Author: Barclay Ballard
On January 12 this year, Toluna CEO Frédéric-Charles Petit was chatting to a colleague in Shanghai while on a business trip to China. Conversation turned to news of a virus that had emerged in the city of Wuhan, some 800km west. Petit listened with interest but didn’t think much of it; the streets and restaurants were full, and life was going on as normal in Shanghai. He returned to Europe the following day and forgot about the conversation. But by the end of January, life in China had changed beyond recognition. By March, the entire world was locked in a battle against the coronavirus pandemic.
The spread of COVID-19 has upended entire industries, and many firms are not sure if they will survive the disruption. The ones that do will find the relationship they have with their customers has changed, meaning that getting to grips with the new normal will require new information on consumer behaviour. That is where market research will prove to be vital.
Toluna has been making sure that businesses have access to the information they need for two decades
Toluna has been making sure that businesses have access to the information they need for two decades, connecting firms and consumers in real time to deliver on-demand insights. Founder and CEO Petit has been there every step of the way. As organisations try to make sense of unexpected changes to the business world, Toluna is ready to help them adapt as necessary.
People of influence
In some respects, the market research arena has been significantly hampered by the coronavirus pandemic. Qualitative interviews and focus groups can now only be conducted remotely and, regardless of the efforts by the interviewer to put their interviewee at ease, remote data collection is likely to suffer from some drop-off in quality compared with in-person interviews. Conversely, with such huge changes predicted to occur as a result of the pandemic – some temporary, others more long term – the need to gather consumer insight has never been more vital.

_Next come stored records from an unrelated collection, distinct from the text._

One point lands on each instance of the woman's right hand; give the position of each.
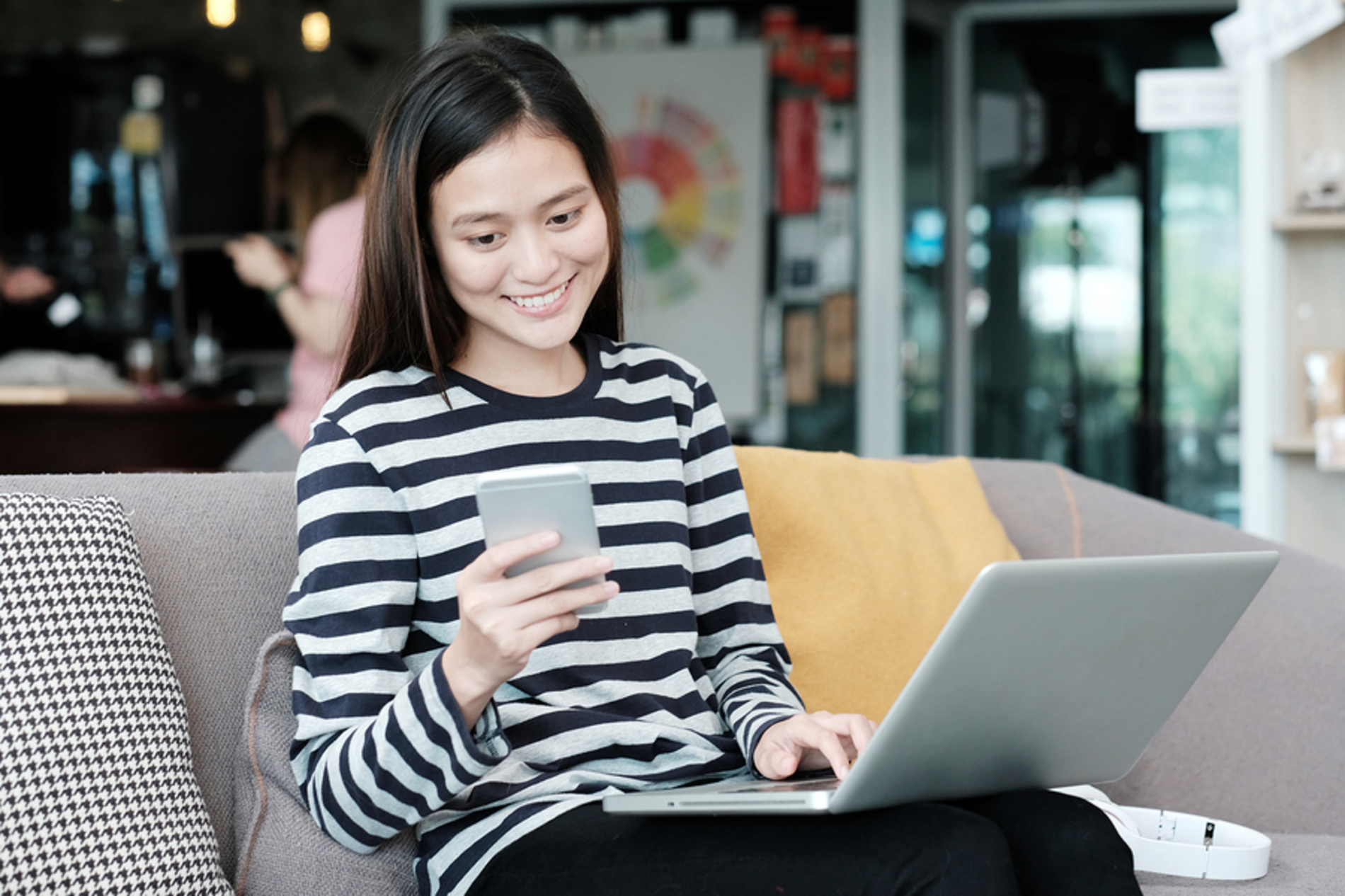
(260, 263)
(503, 619)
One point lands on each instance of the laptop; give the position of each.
(1049, 673)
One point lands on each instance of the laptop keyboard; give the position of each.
(787, 786)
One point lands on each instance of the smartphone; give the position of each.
(514, 503)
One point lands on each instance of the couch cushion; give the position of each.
(96, 776)
(866, 560)
(1258, 739)
(282, 852)
(219, 553)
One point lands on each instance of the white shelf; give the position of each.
(1310, 222)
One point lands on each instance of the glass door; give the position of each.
(1101, 263)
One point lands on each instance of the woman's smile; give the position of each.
(522, 243)
(541, 303)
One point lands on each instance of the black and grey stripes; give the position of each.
(674, 681)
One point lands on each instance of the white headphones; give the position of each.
(1184, 845)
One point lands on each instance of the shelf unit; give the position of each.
(1295, 298)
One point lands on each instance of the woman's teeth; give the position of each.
(538, 301)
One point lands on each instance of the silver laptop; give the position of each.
(1049, 673)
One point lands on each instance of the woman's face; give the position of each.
(522, 241)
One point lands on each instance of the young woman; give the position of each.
(322, 170)
(435, 692)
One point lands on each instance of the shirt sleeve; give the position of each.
(378, 746)
(333, 249)
(739, 642)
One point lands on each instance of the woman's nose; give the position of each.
(536, 260)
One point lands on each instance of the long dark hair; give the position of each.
(460, 96)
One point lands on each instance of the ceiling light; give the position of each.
(318, 31)
(221, 13)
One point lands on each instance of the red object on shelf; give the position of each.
(778, 28)
(838, 61)
(808, 43)
(798, 182)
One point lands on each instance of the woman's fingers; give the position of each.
(813, 742)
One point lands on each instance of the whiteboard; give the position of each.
(687, 130)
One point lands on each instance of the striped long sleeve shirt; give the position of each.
(672, 682)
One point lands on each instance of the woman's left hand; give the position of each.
(811, 742)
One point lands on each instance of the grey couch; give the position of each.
(1259, 740)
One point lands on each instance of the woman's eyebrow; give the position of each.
(472, 218)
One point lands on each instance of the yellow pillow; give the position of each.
(865, 561)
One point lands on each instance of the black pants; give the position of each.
(1031, 842)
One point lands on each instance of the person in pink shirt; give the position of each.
(322, 168)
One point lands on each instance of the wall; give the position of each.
(372, 40)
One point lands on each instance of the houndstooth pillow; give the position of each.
(97, 794)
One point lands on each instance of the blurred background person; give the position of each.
(25, 285)
(322, 173)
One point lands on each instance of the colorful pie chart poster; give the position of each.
(687, 130)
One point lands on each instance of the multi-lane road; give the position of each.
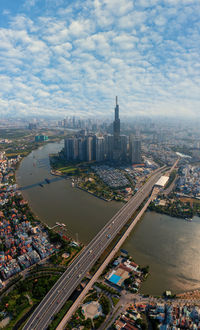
(68, 282)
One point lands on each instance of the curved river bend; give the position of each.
(170, 246)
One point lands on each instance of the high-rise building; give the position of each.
(116, 134)
(71, 148)
(124, 144)
(100, 149)
(135, 150)
(89, 148)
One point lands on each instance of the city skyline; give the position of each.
(59, 59)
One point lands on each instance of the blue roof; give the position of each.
(114, 279)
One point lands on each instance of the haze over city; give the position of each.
(59, 58)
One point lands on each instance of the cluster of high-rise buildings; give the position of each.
(114, 147)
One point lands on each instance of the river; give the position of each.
(170, 246)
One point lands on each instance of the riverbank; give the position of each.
(86, 215)
(175, 206)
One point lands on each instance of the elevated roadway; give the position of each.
(71, 278)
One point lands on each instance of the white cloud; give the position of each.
(72, 56)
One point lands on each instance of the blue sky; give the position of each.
(62, 57)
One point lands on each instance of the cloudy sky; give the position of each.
(65, 57)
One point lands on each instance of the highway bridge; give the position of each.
(71, 278)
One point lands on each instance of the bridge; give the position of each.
(72, 277)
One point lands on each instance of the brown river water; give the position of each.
(170, 246)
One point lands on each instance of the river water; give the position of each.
(170, 246)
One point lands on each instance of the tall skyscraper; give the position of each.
(135, 150)
(100, 149)
(116, 133)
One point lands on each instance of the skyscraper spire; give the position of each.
(116, 133)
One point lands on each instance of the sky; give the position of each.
(71, 57)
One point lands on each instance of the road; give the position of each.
(68, 282)
(108, 259)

“Businesses all want to know what people are thinking, how are they going to change their behaviour, how the virus is likely to affect their usage of certain products, their attitude towards consumption, and their intention to do certain things,” Petit said. “As a result, delivering this insight in real time is key. With all the change that is going on in our lives, gaining a view on consumer perception and behaviour could provide a lifeline to a struggling business.”

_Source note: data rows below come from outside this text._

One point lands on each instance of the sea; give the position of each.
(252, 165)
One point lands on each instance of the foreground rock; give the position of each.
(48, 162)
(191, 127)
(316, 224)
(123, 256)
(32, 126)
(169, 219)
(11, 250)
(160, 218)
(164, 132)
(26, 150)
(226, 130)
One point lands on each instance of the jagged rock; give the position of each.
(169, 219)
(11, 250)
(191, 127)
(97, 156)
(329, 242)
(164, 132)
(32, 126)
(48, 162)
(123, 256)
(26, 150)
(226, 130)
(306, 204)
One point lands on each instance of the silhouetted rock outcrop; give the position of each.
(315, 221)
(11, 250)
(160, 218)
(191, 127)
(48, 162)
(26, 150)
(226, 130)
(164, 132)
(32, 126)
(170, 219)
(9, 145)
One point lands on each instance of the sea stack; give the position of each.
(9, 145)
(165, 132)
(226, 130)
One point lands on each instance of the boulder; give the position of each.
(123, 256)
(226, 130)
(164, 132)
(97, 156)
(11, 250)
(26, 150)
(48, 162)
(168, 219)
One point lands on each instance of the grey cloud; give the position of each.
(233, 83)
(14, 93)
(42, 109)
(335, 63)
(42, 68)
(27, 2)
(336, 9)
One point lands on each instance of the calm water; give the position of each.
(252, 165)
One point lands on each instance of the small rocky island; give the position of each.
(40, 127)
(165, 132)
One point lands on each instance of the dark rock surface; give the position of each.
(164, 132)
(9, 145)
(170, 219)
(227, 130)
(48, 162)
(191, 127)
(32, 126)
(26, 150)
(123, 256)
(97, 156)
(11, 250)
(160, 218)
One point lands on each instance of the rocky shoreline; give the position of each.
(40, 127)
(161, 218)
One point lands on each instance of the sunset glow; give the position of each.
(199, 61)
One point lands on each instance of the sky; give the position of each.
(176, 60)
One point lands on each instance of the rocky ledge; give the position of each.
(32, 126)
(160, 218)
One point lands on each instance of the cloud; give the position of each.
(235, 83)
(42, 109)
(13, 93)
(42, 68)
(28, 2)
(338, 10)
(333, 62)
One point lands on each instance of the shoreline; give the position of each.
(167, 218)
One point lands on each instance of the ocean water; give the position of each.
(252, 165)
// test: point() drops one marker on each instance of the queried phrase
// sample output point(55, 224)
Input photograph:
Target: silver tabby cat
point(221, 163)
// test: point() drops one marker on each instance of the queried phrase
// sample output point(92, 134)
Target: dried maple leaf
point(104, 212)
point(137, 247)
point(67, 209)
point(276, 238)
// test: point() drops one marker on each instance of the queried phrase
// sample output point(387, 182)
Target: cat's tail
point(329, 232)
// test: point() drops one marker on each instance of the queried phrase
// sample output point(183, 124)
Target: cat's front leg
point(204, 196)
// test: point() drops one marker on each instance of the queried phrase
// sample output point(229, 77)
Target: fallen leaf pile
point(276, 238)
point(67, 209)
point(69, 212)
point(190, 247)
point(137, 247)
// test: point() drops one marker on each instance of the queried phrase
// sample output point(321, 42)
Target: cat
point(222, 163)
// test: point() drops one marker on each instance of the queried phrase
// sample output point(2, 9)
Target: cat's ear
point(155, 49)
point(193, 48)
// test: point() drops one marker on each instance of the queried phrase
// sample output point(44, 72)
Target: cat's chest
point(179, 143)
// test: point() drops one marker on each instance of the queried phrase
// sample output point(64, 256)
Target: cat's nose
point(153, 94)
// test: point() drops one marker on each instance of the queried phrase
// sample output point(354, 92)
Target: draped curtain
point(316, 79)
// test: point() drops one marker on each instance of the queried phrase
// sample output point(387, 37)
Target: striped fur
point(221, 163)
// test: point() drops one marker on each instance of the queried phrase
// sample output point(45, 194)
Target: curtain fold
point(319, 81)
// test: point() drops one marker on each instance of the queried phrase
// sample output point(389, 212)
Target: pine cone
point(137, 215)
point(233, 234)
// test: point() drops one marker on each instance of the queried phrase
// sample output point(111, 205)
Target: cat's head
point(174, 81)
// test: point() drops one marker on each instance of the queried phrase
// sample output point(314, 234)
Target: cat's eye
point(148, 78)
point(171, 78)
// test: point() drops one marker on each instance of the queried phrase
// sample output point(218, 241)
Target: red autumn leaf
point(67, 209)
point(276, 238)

At Toluna, work has not stopped as a result of the coronavirus. At the start of March, the company published market research collected from 4,000 respondents spread across eight countries. The data provides organisations with insight into how consumers are feeling amid the pandemic, how their purchasing decisions are changing and how their activities have been disrupted – for example, going to the cinema or theatre, exercising in public venues and social gatherings were among the top activities to be cancelled. Receiving up-to-date information like this can help businesses plan their next move.

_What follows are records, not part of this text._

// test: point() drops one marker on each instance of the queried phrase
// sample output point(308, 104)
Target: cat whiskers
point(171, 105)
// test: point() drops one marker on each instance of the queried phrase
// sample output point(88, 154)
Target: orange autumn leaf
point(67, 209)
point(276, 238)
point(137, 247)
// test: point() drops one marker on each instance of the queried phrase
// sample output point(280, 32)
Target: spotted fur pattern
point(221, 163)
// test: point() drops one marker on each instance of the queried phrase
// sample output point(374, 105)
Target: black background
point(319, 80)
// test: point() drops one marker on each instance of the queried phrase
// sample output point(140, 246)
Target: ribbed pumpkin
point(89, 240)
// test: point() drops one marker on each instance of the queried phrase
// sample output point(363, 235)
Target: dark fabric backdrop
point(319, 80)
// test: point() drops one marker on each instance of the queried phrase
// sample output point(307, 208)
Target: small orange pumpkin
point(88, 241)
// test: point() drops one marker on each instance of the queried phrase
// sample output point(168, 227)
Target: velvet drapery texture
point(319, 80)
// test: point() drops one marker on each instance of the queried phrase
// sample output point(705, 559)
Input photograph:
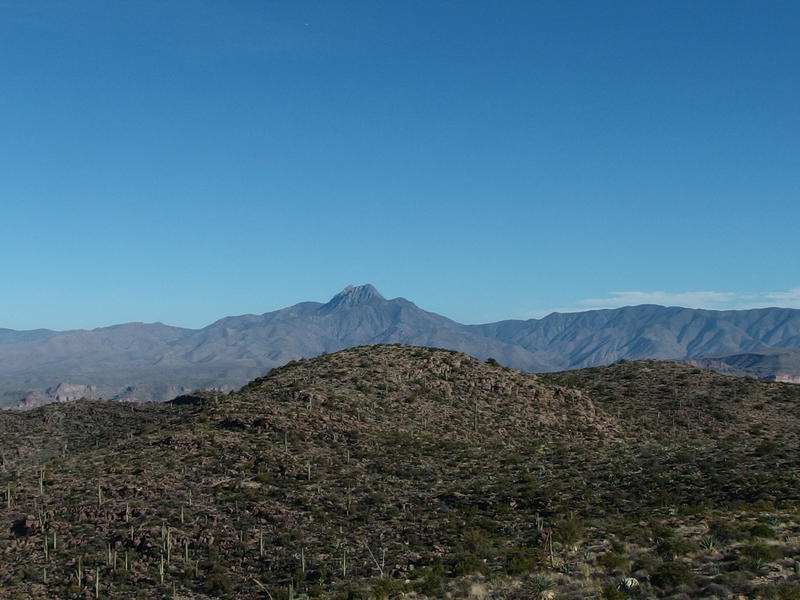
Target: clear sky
point(181, 161)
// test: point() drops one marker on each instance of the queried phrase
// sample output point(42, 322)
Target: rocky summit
point(141, 362)
point(408, 472)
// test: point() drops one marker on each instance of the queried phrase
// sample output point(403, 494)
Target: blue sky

“Changes that might seem minor on an individual scale may have a huge impact on businesses,” Petit told European CEO. “This might involve how you use certain home care products or where you are going on vacation. How, for example, are you going to carry out social distancing on the beach? And are you going to be willing to pay premium prices for a hotel if you can’t go to the beach or if you can’t swim in the swimming pool? But, more importantly, we also deliver insights from non-consumers about, say, the perception of government performance and social and healthcare services across Europe.”
The work carried out by Toluna is being mirrored by other actors in the market research industry. French firm Ipsos has also collated information regarding the coronavirus pandemic, providing media outlets and consumer brands with vital insights. With their established communication channels, market researchers may also find they can give something back to their data providers during these difficult times. Toluna has launched a number of online games to create a sense of togetherness and community among their influencers.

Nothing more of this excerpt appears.